Chapter nine teaches us general relativity, all the way to the knotty problems of quantum gravity. One hopes that the reader who has made it thus far can handle this beautifully compressed and de-mathematised presentation. Finally, shifting gears entirely, Atkins takes on the problem of the logical foundations of mathematics, starting, as mathematicians do, with the premise that everything must begin with the natural numbers, 1, 2, 3..., and defining the continuum in terms of them - essentially arithmetising all of mathematics. My strong view is that this approach has more to do with the peculiar way that mathematicians think than with the mathematics of the real world: of the standard model and general relativity with their continuous symmetries, and all that. In some sense, the discreteness of mathematicians' mathematics has no more to do with natural science than with philosophy. The human mind knows continuous space before it can count. To take seriously the idea that the world is fundamentally discrete, as Atkins does, is a little more than controversial.

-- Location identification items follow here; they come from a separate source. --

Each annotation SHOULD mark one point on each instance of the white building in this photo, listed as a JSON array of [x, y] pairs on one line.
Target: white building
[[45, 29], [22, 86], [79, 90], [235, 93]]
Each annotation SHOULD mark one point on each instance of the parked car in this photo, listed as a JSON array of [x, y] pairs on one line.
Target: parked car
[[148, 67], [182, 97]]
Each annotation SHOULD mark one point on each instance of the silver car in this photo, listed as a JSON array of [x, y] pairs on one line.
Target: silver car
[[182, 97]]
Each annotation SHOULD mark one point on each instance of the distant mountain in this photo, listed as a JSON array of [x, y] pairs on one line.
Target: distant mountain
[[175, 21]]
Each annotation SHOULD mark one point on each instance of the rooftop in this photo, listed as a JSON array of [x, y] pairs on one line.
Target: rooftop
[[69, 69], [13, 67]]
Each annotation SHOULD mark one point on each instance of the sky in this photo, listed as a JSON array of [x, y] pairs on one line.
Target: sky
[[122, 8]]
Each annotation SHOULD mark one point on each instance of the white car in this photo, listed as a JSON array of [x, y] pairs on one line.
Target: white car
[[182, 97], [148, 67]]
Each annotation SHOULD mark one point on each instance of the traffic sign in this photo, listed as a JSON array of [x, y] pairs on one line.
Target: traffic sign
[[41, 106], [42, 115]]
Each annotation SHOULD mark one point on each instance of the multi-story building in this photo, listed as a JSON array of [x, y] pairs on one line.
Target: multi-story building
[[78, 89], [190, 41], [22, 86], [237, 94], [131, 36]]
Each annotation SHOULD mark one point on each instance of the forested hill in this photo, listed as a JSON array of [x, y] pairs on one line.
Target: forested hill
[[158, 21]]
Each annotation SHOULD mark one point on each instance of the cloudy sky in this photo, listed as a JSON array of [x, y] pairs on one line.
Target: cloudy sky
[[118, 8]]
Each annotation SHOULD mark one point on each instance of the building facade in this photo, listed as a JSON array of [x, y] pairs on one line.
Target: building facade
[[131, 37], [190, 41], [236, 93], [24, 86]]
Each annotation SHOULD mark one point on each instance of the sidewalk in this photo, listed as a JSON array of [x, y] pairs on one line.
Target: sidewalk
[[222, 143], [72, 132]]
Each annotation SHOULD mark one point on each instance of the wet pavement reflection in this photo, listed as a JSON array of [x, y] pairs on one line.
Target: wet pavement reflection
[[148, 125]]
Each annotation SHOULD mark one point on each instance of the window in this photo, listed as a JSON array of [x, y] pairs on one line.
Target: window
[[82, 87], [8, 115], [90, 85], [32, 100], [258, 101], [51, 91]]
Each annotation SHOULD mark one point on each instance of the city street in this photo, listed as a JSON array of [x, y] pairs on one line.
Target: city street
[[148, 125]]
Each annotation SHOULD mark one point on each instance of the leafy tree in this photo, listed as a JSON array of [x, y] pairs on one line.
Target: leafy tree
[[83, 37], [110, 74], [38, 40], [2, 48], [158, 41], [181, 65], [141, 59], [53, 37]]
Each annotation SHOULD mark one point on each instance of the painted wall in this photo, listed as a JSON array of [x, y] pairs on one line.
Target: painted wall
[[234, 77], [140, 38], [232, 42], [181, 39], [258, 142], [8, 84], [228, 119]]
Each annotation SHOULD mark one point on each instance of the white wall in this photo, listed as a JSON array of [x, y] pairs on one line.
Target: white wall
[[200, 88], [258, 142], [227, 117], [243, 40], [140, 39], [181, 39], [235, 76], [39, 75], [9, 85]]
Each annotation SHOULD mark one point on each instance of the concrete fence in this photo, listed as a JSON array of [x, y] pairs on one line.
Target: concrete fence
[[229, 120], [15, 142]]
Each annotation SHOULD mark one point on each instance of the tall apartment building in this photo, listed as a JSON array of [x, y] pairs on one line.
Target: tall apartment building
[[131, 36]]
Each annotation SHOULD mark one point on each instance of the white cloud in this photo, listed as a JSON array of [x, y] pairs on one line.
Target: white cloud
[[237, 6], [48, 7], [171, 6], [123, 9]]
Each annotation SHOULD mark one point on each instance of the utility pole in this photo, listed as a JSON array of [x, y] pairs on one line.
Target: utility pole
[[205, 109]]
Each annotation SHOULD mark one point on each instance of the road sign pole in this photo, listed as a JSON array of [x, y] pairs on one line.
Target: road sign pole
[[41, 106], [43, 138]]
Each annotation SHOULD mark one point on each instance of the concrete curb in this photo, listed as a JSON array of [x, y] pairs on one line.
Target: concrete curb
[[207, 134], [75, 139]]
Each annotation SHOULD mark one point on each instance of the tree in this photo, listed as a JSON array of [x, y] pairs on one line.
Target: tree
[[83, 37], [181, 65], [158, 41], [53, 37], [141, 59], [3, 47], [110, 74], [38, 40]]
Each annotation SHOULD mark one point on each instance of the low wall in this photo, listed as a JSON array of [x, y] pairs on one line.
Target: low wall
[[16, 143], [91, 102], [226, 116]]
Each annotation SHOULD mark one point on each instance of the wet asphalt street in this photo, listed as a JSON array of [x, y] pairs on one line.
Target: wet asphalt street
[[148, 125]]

So, how is the reader doing? The writing is pungent and often felicitous, if on occasion a bit florid: "...an acorn of an idea that ramifies into a great oak tree of application, a spider of an idea that can spin a great web and draw in a feast of ...elucidation... (O)ther superspiders... would capture other juicy flies of science." Sometimes the "fuller explanations" seemed to me merely to confuse the reader unnecessarily. For example, the insistence that heat and work are not forms of energy but of energy transfer is surely only a counter-productive quibble. And the attempt to do without mathematics until the final chapter creates some major problems - for example, trying to describe gauge theory without introducing complex numbers. (The imaginary unit "i" would also be useful to the discussion of general relativity.) When "i" finally appears, in the mathematics chapter, it is as a footnote only.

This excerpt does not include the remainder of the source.